Anthony Brown has been leading the Asian American Orchestra for 20 years, with the mission of educating the public about the Internment of Japanese-Americans during the time of the Second World War. This year is the 75th anniversary of Executive Order 9066, which ordered that internment, and in commemoration, he’s written a work called Go For Broke: A Salute to Nisei Veterans, the second-generation (American-born) soldiers who served in the U.S. armed forces.
There’s more information about the concert this weekend at the Presidio Trust website – the concert is sold out, but the historical exhibit there called Exclusion runs through March of next year.

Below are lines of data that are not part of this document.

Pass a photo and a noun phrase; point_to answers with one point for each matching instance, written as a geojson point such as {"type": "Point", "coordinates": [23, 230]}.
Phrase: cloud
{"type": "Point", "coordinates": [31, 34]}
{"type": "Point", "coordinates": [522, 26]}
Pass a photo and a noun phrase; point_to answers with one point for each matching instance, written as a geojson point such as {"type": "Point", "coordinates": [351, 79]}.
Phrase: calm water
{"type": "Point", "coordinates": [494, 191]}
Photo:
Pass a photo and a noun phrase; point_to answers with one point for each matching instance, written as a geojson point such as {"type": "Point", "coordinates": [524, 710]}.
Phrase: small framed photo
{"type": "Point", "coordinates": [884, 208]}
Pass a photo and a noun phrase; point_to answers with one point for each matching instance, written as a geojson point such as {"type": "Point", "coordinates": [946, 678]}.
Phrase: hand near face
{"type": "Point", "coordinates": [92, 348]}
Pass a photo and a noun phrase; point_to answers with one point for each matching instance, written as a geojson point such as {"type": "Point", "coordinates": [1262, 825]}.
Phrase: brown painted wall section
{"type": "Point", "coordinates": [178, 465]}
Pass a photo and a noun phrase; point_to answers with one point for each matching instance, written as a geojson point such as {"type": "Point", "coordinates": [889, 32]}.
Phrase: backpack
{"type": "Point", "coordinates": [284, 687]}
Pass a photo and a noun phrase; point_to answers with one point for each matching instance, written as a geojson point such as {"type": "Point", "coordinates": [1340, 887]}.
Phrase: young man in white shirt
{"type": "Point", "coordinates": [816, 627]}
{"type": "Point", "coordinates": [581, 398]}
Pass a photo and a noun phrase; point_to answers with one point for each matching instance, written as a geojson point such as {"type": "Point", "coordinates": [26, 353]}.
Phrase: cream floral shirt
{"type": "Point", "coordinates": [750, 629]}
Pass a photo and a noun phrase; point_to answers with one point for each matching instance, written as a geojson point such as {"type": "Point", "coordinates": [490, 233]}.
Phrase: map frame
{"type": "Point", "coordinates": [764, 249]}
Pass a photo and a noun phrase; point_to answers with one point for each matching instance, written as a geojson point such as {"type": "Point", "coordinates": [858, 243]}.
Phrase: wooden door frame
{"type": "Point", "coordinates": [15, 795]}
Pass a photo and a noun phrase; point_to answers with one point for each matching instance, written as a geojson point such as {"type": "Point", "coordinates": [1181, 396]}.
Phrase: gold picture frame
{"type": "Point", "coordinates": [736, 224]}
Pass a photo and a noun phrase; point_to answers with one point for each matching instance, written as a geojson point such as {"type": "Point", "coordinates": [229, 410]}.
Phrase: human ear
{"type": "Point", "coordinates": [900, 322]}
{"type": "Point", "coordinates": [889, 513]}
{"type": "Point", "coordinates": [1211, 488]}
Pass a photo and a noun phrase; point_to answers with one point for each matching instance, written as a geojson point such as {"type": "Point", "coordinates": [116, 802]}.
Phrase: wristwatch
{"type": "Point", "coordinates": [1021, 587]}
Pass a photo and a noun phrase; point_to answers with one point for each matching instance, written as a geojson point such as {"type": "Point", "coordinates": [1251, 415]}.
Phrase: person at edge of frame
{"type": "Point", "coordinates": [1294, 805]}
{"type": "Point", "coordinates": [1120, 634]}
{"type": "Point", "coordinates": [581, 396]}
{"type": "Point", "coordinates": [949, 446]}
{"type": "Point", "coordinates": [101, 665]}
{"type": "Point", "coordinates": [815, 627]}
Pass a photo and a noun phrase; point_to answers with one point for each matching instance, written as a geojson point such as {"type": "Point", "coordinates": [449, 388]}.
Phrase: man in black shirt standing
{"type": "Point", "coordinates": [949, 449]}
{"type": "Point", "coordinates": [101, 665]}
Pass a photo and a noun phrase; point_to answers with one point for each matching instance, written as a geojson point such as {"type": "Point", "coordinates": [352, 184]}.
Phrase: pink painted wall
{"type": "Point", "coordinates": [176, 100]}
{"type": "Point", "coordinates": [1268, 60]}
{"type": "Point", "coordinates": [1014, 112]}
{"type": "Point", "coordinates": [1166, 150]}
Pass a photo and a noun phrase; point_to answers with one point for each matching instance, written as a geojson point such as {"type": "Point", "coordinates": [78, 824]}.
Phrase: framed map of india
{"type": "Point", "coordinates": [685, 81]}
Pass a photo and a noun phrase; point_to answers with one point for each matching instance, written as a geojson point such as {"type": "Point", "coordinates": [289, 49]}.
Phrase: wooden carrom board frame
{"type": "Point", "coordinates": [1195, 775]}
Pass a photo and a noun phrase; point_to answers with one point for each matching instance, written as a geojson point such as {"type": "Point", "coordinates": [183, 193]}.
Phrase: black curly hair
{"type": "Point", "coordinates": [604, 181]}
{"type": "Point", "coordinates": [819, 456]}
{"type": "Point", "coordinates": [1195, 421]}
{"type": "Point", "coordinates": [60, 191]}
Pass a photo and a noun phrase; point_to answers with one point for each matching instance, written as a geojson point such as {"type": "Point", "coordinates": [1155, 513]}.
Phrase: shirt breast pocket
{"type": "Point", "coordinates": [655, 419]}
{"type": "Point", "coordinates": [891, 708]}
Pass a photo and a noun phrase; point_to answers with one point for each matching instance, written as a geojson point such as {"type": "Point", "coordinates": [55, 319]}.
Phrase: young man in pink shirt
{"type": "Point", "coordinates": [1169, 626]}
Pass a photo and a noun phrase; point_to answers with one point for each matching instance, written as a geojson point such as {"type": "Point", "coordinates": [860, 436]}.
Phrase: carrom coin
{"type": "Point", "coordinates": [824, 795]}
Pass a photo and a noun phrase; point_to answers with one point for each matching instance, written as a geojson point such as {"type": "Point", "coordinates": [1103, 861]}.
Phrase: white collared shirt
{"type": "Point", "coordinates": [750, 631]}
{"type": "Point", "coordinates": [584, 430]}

Anthony Brown says the Asian American Orchestra first brought together the strands of Asian-American Jazz and traditional Asian instruments with an important purpose: “To educate the American public about the internment experience. This was in 1997, and here we are 20 years later, and still fulfilling that mission.” And one of the starkest examples of the unfairness of the Internment Executive Order was this. “When I first found out about the fact that Nisei soldiers were sent overseas to defend our country, and meanwhile their families were imprisoned, that injustice I think inspired me to want to address that specifically.” A previous work, called EO9066 (which will also be on the program this Friday) focused on life in the camps, but this one deals with the soldiers and the families left behind, and in captivity. Janice Mirikitani, former San Francisco Poet Laureate, incorporated historical texts with her own: “Letters that were written between soldiers serving overseas and their mothers, in camp. And she also found oral histories of people who were interviewed much later in life in reflection on their experience in camp.”